Closed sawhney-medha closed 9 months ago

sawhney-medha commented 9 months ago

Hello! Can you please upload instructions to use the the training script for MOT17? Thank you!!

HELLORPG commented 9 months ago

My bad. I forgot to upload this config file into configs but only put it here.

Now, as this commit, I have already uploaded the config file. Thanks a lot for your reminder.

sawhney-medha commented 9 months ago

Thank you so much!!

HELLORPG commented 9 months ago

I think you may be conducting experiments on MOT17, and there are some things that I need to explain to you. I did not reply earlier because I was too busy in the past several days. Sorry about that.

First of all, due to the merging of several versions of code, there was a problem in passing parameters during data processing, which I have corrected in this commit.

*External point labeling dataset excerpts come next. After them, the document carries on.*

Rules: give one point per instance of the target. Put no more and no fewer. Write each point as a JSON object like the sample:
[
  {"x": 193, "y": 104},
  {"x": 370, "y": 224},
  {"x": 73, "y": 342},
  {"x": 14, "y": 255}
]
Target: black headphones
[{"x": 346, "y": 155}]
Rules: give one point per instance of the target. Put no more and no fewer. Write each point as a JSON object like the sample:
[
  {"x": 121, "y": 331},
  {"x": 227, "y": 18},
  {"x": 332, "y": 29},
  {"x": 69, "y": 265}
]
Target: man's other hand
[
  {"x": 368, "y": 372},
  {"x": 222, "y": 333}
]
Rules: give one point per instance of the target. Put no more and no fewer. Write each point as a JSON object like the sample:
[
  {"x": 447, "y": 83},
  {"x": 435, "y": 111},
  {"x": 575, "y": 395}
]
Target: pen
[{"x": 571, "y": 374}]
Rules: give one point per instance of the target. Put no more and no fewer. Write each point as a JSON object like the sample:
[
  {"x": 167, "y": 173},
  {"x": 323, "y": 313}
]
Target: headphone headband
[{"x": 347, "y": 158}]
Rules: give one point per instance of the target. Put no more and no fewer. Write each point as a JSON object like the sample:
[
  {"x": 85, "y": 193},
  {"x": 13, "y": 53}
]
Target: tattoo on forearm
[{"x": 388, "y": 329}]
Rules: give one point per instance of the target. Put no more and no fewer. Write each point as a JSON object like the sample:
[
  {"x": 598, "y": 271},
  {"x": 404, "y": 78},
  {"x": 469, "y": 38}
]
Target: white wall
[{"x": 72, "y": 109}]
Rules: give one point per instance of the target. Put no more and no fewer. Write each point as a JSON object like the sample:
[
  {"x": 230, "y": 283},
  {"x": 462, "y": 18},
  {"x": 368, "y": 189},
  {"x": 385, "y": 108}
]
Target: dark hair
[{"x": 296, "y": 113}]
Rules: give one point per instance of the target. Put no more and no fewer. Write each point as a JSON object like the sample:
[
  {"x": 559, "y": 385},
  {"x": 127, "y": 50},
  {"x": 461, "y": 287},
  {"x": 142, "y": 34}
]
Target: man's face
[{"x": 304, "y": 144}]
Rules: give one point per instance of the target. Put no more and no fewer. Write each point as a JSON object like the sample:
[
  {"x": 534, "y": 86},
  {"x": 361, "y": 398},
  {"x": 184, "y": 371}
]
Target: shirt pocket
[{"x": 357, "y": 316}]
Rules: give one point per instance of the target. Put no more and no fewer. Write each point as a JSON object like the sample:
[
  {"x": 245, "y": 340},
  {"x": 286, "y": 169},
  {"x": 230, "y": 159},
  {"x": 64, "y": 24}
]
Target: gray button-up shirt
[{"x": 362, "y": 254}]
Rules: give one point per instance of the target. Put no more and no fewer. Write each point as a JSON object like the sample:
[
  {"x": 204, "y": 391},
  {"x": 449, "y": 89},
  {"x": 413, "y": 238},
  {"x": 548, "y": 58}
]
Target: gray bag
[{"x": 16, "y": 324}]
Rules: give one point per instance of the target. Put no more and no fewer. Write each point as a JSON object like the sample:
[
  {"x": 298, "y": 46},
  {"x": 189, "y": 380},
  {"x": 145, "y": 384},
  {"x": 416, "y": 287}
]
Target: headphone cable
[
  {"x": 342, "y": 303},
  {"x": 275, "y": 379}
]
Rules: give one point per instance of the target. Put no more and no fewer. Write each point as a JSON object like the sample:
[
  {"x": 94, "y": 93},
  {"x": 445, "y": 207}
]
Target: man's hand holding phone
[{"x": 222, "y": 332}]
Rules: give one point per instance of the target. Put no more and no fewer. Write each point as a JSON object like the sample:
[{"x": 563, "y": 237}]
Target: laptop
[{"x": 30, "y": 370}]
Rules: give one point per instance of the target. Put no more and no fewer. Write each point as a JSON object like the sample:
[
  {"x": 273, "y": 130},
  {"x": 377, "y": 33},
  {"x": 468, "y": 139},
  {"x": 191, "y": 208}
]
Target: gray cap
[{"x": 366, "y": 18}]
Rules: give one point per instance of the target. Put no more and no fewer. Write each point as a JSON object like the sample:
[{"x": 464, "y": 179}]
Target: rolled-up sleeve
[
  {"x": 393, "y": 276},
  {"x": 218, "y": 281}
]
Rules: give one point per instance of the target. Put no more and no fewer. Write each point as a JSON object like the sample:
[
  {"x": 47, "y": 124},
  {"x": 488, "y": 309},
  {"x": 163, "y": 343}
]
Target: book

Moreover, there are some differences in the configuration on MOT17 (compared with DanceTrack/SportsMOT):

  1. The optimizer setting:
    LR_POINTS: 2.0e-5    # 1.0e-5 on DanceTrack
    WEIGHT_DECAY: 0.0001    # 0.0005 on DanceTrack

    I set the lr_points and weight_decay to 2.0e-5 and 0.0005 because of the stable convergence. This setting requires more training epochs, e.g. 18 (in our paper) to 20 (in our open-source code) on DanceTrack. However, as I discussed in #11, training on MOT17 is a delicate balance, so I haven't tried this new training configuration yet to see if it can achieve the desired results.

  2. The image size during augmentation:
    COCO_SIZE: True    # False on DanceTrack

    This setting comes from MOTR. I don't quite understand the reason for this, but it does achieve better results.

  3. Whether the bounding boxes can exceed the image size:
    OVERFLOW_BBOX: True    # False on DanceTrack

    Referring to some previous work, this approach can achieve better detection performance, but it will have a loss on the AssA metric. This is a difficult balance to choose.

BTW, it is also very common in MOT17 that newborn objects are suppressed by tracked targets, resulting in detection failure. Several recent research (CO-MOT/MOTRv3) focus on this. We hope we can resolve this issue in the future.